Purified mAb17c was used to coat carboxylated latex particles (Carboxyl latex microspheres, Invitrogen) 0.8 mm in diameter following the manufacturer’s instructions, creating mAb17c-SLPs (Fig. 1B). Briefly, 250 μl of a 4% (wt/vol) suspension of the particles was washed three times with 750 μl of phosphate-citrate buffer (pH 6.8). All washes were done at 10,000 x g for 10 min at room temperature unless otherwise stated. Following the final wash, the particles were suspended in 1 ml of phosphate-citrate buffer (pH 6.8), and 200 μg of mAb17c was added to the mixture and incubated for 24 h at 4°C with gentle end-to-end rotation. The mixture was centrifuged for 10 min at 10,000 x g and the supernatant saved for protein determination [31]. To block non-specific binding sites, the sediment was resuspended in 50 mM PBS (pH 7.2) containing 1% BSA fraction V and incubated for 4 h at room temperature (20–25°C) with gentle mixing. After washing three times in 50 mM PBS (pH 7.4), the SLPs were resuspended in 1 ml of storage buffer (50 mM PBS, pH 7.4, containing 1% BSA, 0.1% NaN3, and 5% glycerol) and stored at 4°C until required.

Latex agglutination assay

The LA test was performed by mixing 25 μl of gp43-SLPs or mAb17c-SLPs with a total of 25 μl of serum, CSF, or BAL sample on a black-coated glass slide. Just for the test using mAb17c-SLPs (for the detection of gp43), serum, CSF, and BAL samples were previously treated with Tris-HCl buffer (0.2 M, pH 8.6) plus dithiothreitol (DTT; 0.003 M) and heated at 56°C for 30 min in order to inactivate rheumatoid factor and dissociate immune complexes. After the reagents were mixed, the slide was gently shaken in an orbital shaker for up to 5 min. Negative-control LA consisted of 25 μl of latex solution added to 25 μl of saline solution. Samples were considered positive when agglutination (clumping) was observed.

Agglutination score

The LA tests formed loose aggregates within 5 to 10 min in positive assays or remained as a milky suspension in negative assays. Test results were scored as follows: 4+ indicated that the suspension rapidly formed large clumps in a very clear background, mobilizing 100% of SLPs, with formation of a ring; 3+ indicated moderately sized and large clumps were present against a clear background, involving >75% of SLPs, with minor ring formation; 2+ indicated small to moderately sized clumps were present against a slightly cloudy background, mobilizing ≤50% of SLPs, with no ring formation; 1+ indicated fine particle clumping against a cloudy background, usually involving ≤25% of SLPs; and they were scored as negative when there was no visible agglutination.

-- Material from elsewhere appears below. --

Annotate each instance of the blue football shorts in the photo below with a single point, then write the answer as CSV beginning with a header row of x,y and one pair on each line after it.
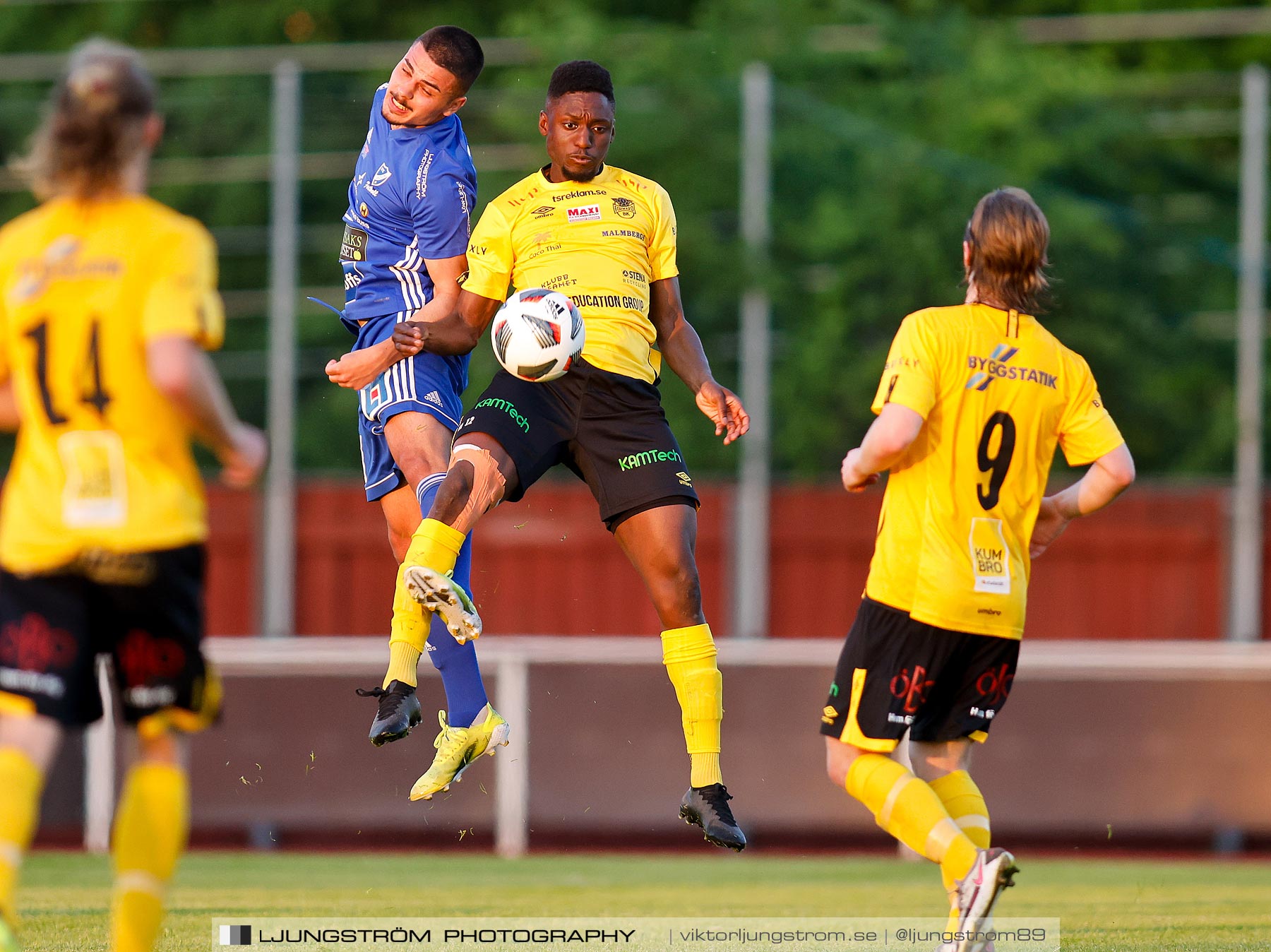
x,y
424,384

Final readings were made after 10 min. Results were independently scored by two investigators blinded to the identity of the tested serum and the results of other investigators.

Statistical analysis

Diagnostic values included sensitivity, specificity, positive predictive value (PPV), and negative predictive value (NPV). The receiver operating characteristic (ROC) curves were prepared and analyzed to determine the sensitivity and specificity of each LA assay (gp43-SLPs, mAb17c- SLPs) and DID test. The area under the ROC curve (AUC) was calculated to evaluate the diagnostic value of each LA test. We assumed a test without diagnostic power when the ROC curve was linear with an AUC of 0.5 (i.e., the ROC curve will coincide with the diagonal). On the other hand, a powerful test would provide an AUC of approximately 1.0, indicating the absence of both false-positives and false-negatives (i.e., the ROC curve will reach the upper left corner of the plot). To measure the degree of concordance of the results of the three different assays (gp43-SLPs, mAb17c-SLPs, and DID test), we calculated the kappa statistic and its 95% confidence interval (CI). Kappa values were interpreted as follows: 0.00–0.20, poor agreement; 0.21–0.40, fair agreement; 0.41–0.60, moderate agreement; 0.61–0.80, good agreement; 0.81–1.00, very good agreement [34]. A P-value ≤0.05 was considered as significant. All statistical calculations were performed with MedCalc Statistical Software version 14.8.1 (MedCalc Software bvba, Ostend, Belgium; http://www.medcalc.org; 2014).

Results

Detection of anti-gp43 in sera

To determine if the proposed test is feasible for detecting specific antibodies against P. brasiliensis, we performed an LA test with gp43-SLPs using serum specimens from 65 cases of PCM and controls, including 49 cases with fungal infection (histoplasmosis, aspergillosis, candidiasis) and normal healthy subjects (NHS, n = 38; Table 1). Fig. 2 shows an example of positive and negative LA reactions. Among the 65 PCM sera, 64 (98.46%) were positive and 1 (1.53%) was negative. Among the heterologous sera: 3 histoplasmosis sera were positive (16.6%) and 15 (83.3%) negative; 2 aspergillosis sera were positive (11.11%) and 16 (88.8%) negative; 1 candidiasis sera sample was positive (7.7%) and 12 (92.3%) negative. All sera from healthy humans were unreactive (Fig. 3A). The sensitivity, specificity, PPV, and NPV values for gp43-SLPs were 98.46% (95% CI 91.7–100.0), 93.94% (95% CI 87.3–97.7), 91.4%, and 98.9%, respectively.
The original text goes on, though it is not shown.